Christians and Israelis Unite

On March 4, Cnaan Liphshiz wrote an article in the Jewish Journal titled “In Face of Labeling Push, Dutch Christians Market Israeli Settlement Goods.” From the time Karel van Oordt started the international advocacy group, he didn’t only give Israel his support, but the support of the group Christians for Israel. When people come and buy food or drinks from Israel, they realize that Israel is another important country just like the United States. It produces food and resources and also has an organized government. I think that the readers of this article will also be inspired thanks to the hard work and effort of Karel van Oordt and his sons.

Daniel Sadeghi, Beverly Hills

Youth of the Nation

David Suissa’s column in the March 4 edition of the Jewish Journal, “Tikkun Olam Nation Is a Deeper Israel,” hits on a very important point. After reading the column, I found myself wondering why we don’t talk about Israel’s social justice culture more often. Similar to Suissa, I think the best way we can combat anti-Israel propaganda is by showing the rest of the world our better side. At a certain point, we have to recognize our audience. Nowadays, that audience consists primarily of the young people in increasingly liberal college campuses across the U.S. If our goal is to show this audience the quilt of vibrancy and diversity that is Israeli society, we cannot afford to focus solely on one aspect of Israel’s economy and culture (I’m talking to you, Startup Nation). Israel’s social activists, who work tirelessly to make the country a better place, are just as integral to Israeli society as the startups that power the economy, and more indicative of Israel’s moral and ethical principles.  

Eytan Merkin, Los Angeles

If it Talks Like a Demagogue…

In Ben Shapiro’s article regarding “The Donald Trump Phenomenon,” I completely agree with his direction (“Why the Republican Party Is Dying,” March 4). Trump simply does not have the maturity and patience to handle delicate situations like the one we face in the Middle East.  We need someone who can handle the more than complicated situation with Israel with finesse, not just immediately decide to bomb ISIS, whether or not that may be the right decision. Mr. Shapiro pierces Trump’s overwhelming facade, portraying him as the demagogue he is.

Jack Mackler, Los Angeles

Divided in Compromise 

Judaism is a religion of tradition. One aspect of this tradition is that men, and only men, don phylacteries and tallitot and pray at the Kotel. Very recently, a group of women called Women of the Wall have requested to be able to pray at the Kotel while practicing their “custom” (“When Is a Compromise Not a Compromise?” March 4). Due to the democratic and understanding nature of Israel, they were given an area to the side of the Kotel to pray as they chose. But this isn’t enough for them. They are now requesting more space and a more central location. One must take into account that it is permissible by their religious laws to pray in a service led by the Orthodox, but it is not permissible for the Orthodox to Daven in a service led by these women. I disagree with the idea that the compromise made was in anyway unfair.

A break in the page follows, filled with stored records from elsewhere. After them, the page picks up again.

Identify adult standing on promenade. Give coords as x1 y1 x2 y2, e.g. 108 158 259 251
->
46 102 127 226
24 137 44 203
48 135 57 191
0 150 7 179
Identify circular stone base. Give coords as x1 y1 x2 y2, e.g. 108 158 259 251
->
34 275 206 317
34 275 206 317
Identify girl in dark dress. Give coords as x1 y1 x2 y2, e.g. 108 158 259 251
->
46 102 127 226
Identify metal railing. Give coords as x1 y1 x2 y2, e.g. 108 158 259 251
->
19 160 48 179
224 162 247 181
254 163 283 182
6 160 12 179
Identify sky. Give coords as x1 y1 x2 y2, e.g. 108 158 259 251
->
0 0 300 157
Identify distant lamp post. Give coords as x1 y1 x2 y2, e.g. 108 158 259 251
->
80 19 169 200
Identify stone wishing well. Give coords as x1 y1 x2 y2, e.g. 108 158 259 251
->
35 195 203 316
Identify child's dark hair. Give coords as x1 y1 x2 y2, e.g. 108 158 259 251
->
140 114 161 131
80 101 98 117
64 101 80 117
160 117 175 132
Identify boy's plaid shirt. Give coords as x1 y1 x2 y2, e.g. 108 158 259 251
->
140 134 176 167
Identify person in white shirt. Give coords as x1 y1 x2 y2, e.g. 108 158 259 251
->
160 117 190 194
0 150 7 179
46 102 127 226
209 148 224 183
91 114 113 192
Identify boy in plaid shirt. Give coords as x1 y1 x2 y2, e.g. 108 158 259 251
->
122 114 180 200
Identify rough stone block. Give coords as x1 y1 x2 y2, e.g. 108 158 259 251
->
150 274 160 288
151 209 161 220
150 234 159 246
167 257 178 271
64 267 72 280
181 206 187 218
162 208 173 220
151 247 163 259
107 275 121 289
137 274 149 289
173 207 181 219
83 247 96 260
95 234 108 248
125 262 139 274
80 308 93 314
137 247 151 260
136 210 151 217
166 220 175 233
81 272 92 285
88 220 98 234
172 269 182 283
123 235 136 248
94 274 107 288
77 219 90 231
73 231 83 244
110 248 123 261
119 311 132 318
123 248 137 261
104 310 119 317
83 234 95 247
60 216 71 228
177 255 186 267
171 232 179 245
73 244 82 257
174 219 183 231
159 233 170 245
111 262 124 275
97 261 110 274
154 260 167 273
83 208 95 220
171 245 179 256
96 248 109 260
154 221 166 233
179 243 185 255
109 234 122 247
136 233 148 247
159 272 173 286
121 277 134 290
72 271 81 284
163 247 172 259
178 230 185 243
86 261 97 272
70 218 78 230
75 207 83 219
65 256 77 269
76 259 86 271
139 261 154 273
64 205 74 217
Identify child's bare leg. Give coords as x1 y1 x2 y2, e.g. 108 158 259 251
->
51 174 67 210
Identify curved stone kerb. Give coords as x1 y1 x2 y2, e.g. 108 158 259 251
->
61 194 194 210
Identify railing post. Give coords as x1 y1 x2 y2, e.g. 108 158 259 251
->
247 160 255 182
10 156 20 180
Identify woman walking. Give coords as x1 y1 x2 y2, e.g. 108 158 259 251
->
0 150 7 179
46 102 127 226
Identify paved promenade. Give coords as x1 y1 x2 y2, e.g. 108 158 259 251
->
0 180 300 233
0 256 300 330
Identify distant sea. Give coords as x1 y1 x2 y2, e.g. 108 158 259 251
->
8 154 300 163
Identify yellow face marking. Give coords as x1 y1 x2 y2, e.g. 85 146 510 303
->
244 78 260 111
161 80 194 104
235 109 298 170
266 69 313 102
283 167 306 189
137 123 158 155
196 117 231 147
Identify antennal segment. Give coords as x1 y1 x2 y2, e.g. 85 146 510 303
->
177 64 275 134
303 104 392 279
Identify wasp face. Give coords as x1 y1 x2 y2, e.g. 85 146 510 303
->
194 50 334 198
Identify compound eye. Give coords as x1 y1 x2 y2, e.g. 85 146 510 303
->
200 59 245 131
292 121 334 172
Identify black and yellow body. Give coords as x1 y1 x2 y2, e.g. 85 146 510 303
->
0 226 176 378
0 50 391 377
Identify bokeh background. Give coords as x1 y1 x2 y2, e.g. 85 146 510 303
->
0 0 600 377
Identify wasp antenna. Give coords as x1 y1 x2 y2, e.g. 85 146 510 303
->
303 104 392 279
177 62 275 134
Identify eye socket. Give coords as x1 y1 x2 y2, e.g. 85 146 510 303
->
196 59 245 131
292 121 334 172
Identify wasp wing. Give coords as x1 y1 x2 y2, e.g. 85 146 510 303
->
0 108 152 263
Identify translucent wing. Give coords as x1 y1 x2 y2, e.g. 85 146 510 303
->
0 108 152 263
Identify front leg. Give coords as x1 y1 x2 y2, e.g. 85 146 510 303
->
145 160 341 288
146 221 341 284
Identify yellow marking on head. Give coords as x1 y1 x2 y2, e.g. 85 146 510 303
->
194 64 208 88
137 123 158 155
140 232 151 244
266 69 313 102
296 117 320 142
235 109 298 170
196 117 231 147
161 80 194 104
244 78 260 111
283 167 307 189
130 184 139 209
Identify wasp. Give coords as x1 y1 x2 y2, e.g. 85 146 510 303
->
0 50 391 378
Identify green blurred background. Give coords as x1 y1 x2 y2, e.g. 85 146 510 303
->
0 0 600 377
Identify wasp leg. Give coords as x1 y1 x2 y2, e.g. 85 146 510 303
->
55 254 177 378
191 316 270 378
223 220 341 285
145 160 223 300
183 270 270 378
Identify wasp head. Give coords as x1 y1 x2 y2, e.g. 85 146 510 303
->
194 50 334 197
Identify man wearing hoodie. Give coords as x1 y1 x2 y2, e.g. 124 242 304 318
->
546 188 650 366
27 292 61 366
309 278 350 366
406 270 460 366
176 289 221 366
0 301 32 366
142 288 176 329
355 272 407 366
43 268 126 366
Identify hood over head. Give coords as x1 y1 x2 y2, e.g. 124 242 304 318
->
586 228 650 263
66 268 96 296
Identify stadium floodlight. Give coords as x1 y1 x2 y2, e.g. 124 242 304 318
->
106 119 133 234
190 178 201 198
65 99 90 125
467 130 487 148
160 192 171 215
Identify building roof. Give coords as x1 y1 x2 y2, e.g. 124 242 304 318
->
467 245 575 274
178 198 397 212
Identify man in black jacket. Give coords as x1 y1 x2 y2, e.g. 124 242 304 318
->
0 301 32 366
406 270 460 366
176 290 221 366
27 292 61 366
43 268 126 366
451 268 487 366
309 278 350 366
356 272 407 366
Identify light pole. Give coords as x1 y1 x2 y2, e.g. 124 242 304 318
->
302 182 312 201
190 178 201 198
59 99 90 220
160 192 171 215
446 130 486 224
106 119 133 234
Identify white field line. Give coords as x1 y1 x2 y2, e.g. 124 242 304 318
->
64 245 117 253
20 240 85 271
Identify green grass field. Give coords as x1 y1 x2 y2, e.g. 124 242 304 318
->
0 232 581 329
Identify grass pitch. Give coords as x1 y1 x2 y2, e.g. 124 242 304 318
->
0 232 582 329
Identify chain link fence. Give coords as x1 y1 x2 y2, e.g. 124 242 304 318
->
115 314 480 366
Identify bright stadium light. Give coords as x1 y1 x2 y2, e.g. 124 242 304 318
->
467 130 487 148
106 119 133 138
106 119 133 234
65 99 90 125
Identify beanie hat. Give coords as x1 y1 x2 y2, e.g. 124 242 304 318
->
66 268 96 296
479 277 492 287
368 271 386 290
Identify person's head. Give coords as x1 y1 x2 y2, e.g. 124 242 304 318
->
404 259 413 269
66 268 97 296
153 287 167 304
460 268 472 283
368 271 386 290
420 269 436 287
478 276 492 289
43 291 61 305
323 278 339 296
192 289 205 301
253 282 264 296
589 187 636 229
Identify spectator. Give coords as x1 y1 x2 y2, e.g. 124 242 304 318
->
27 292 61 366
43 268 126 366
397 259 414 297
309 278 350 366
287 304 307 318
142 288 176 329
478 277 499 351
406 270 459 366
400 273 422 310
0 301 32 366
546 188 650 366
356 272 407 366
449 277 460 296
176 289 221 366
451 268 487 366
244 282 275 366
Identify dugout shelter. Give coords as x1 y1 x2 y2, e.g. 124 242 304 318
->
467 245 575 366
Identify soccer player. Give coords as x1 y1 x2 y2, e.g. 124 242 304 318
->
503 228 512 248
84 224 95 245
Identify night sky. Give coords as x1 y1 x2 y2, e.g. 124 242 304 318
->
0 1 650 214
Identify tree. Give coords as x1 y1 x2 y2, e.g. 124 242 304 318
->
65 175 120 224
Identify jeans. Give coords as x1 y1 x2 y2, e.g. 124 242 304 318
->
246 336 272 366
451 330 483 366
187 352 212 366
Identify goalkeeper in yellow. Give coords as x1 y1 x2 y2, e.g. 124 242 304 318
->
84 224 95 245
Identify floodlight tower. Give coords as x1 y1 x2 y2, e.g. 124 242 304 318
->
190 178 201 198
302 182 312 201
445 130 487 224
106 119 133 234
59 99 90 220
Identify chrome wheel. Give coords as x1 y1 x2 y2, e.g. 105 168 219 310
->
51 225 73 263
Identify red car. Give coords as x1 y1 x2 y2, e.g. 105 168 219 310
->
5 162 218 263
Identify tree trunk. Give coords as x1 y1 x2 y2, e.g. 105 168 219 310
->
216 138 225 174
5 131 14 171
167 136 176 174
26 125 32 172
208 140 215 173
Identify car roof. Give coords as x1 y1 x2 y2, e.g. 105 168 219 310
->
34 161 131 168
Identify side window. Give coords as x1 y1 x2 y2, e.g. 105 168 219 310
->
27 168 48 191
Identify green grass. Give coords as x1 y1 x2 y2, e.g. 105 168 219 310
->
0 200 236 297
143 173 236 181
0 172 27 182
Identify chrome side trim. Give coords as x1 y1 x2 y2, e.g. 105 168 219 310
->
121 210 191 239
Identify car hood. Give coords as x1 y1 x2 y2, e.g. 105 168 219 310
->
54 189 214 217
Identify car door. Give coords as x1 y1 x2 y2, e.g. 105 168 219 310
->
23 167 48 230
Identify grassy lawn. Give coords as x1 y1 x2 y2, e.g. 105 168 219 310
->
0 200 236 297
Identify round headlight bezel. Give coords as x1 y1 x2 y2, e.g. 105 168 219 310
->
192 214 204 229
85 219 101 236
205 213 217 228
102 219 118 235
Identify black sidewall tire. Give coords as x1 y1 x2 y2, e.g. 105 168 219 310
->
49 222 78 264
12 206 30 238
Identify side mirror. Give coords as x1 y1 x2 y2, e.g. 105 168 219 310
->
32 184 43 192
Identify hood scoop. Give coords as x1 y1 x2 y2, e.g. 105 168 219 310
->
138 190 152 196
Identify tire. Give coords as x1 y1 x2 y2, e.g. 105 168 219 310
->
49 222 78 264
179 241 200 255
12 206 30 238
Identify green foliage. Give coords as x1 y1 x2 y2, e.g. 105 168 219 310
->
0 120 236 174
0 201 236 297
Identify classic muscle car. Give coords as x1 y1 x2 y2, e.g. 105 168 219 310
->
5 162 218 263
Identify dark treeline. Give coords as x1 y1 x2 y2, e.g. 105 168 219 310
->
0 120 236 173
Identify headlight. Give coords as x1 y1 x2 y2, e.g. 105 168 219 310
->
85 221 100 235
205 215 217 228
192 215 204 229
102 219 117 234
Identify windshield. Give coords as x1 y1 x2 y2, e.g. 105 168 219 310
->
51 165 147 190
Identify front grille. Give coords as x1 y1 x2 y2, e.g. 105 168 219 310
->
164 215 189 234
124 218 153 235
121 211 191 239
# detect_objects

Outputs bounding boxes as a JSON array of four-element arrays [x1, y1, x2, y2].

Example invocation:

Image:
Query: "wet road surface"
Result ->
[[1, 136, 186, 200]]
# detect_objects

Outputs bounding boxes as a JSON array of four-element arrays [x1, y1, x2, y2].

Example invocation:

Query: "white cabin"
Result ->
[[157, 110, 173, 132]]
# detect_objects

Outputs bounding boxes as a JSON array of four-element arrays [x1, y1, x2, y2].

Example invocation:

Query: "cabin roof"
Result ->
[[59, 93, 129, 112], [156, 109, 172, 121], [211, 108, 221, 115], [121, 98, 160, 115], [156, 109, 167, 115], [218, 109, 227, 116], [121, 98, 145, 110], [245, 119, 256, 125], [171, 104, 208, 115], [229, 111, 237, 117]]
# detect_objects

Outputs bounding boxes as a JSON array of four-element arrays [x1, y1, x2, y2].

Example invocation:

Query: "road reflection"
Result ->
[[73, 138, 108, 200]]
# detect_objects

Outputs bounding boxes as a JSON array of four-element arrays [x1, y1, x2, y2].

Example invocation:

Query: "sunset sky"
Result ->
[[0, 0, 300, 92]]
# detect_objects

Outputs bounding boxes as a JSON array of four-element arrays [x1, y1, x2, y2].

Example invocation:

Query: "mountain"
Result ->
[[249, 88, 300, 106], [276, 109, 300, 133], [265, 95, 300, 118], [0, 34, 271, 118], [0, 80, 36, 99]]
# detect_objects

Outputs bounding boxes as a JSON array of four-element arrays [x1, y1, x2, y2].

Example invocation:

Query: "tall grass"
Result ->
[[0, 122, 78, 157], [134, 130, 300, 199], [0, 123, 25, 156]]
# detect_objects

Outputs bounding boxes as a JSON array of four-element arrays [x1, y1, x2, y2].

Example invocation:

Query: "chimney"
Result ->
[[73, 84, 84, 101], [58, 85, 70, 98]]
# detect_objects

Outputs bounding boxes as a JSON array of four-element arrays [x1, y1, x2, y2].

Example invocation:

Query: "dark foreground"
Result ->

Benjamin Tarko, Los Angeles

Regarding “When Is a Compromise Not a Compromise?” by Cheryl Birkner Mack, I agree with her up until a point. I agree that the Kotel should be for all and that Women of the Wall should have an area where the women are not ridiculed or harassed, but that is as far as it goes. I also find this sad that even some groups of Jewish people can’t get along at one of the holiest sights for us Jewish people. I believe the only thing standing between the Women of the Wall and the Kotel is tradition. The Charedi, Ashkenazim, Sefardim and Chabad are all about tradition and the Women of the Wall are not very traditional. Many religious Jews laugh at the Reform movement and Women of the Wall. So why would you want to be around people who think you are crazy and disrespecting their tradition by putting on tefillin and reading the Torah?